My family and I recently took a trip in our 2000 Ford Taurus - it had around 163,000 miles but has been regularly serviced and had a valve job and header replaced. Before leaving town, we had the car serviced, including an oil change. We drove it over 2500 miles - highway and in town at our destination. It started making a clicking noise and the check engine light started flashing. It didn’t sound or feel right. We drove it approximately 20 - 30 miles at a reduced speed to the next town. While driving slowly in town to a stop, the red oil light flickered and stayed on for periods. We checked the oil and it wasn’t registering on the stick. Added 4 quarts and it finally registered in the cross-hatches of the stick (about half-way). Drove to a motel and took it to the local dealer the next day. Service manager listened to the engine. He said the sound was coming from low in the engine, and it was ruined (although drivable). He said it would be too risky to continue our trip under this condition, risking a full breakdown on the road.

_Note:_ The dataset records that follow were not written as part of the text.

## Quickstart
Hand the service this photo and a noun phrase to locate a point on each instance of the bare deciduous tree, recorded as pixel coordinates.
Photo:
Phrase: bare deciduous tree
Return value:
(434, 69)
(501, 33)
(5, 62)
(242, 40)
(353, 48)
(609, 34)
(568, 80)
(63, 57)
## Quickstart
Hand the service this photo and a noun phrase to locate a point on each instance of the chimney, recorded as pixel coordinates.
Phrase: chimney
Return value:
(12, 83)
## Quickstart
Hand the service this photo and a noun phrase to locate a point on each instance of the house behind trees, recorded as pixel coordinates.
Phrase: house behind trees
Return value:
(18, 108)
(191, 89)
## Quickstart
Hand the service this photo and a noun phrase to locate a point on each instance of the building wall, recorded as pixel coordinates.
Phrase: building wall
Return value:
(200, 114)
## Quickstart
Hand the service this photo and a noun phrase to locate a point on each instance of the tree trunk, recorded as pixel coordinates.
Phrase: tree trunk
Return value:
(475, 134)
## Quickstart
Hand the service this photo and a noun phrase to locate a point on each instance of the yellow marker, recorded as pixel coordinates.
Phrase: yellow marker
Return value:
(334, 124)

There was no evidence of an oil leak anywhere - engine, tail pipe, on the ground. He suspects the mechanic we used in our home town forgot to put oil back in during the oil change - he thinks this is the probable cause.

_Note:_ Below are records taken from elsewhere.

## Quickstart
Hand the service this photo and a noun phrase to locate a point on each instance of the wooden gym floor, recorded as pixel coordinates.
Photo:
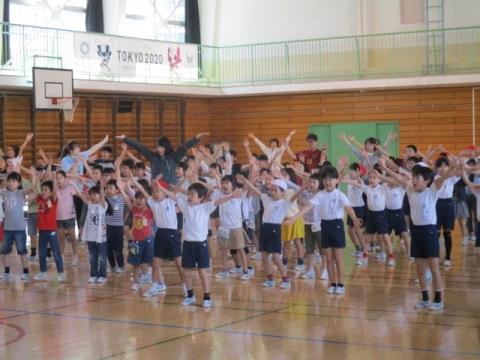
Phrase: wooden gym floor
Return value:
(374, 319)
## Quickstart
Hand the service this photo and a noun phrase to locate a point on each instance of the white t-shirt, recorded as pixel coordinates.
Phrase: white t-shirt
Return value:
(2, 215)
(95, 229)
(446, 191)
(423, 205)
(354, 194)
(164, 213)
(395, 195)
(312, 216)
(274, 211)
(376, 197)
(195, 219)
(331, 204)
(476, 192)
(231, 214)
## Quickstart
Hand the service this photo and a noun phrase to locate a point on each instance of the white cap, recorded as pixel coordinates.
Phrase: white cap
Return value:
(421, 163)
(280, 184)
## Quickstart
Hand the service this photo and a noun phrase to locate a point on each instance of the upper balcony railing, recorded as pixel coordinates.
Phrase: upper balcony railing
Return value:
(115, 58)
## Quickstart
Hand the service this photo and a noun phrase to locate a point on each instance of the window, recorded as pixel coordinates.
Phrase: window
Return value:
(58, 14)
(155, 19)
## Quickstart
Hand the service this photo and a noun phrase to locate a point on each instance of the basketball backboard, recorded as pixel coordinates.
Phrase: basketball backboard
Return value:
(50, 85)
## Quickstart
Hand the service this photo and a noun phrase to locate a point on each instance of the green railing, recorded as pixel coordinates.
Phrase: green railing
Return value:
(406, 54)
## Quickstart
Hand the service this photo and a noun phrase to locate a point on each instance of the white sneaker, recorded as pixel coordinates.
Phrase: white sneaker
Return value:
(256, 256)
(300, 268)
(75, 260)
(436, 306)
(222, 275)
(144, 279)
(362, 261)
(245, 277)
(184, 289)
(381, 256)
(309, 275)
(269, 283)
(5, 276)
(422, 304)
(41, 276)
(340, 290)
(189, 301)
(428, 276)
(155, 289)
(324, 275)
(236, 270)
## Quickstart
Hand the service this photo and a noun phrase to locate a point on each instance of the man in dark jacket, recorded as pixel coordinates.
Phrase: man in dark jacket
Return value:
(164, 160)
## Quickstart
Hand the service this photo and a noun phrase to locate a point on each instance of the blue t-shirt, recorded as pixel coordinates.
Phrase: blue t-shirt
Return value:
(68, 160)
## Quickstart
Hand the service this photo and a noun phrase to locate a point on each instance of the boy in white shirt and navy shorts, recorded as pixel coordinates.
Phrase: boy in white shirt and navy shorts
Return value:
(332, 205)
(425, 248)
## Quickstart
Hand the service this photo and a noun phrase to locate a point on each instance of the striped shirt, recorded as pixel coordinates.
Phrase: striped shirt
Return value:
(117, 203)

We left the car at the dealer in another state and returned home. When I spoke to our hometown mechanic, he said it couldn’t have been his shop forgetting to put in oil, because it would have developed problems soon after getting on the highway and driving highway miles (high RPM and operating temperature). He said the likely explanation is faulty oil control rings - this would explain a steady consumption of oil over the miles driven without evidence of leaking or smoking. He said the piston rings could be fine, so we wouldn’t notice smoke out the tail pipe.
I would like opinions about the two scenarios and what the likely explanation is.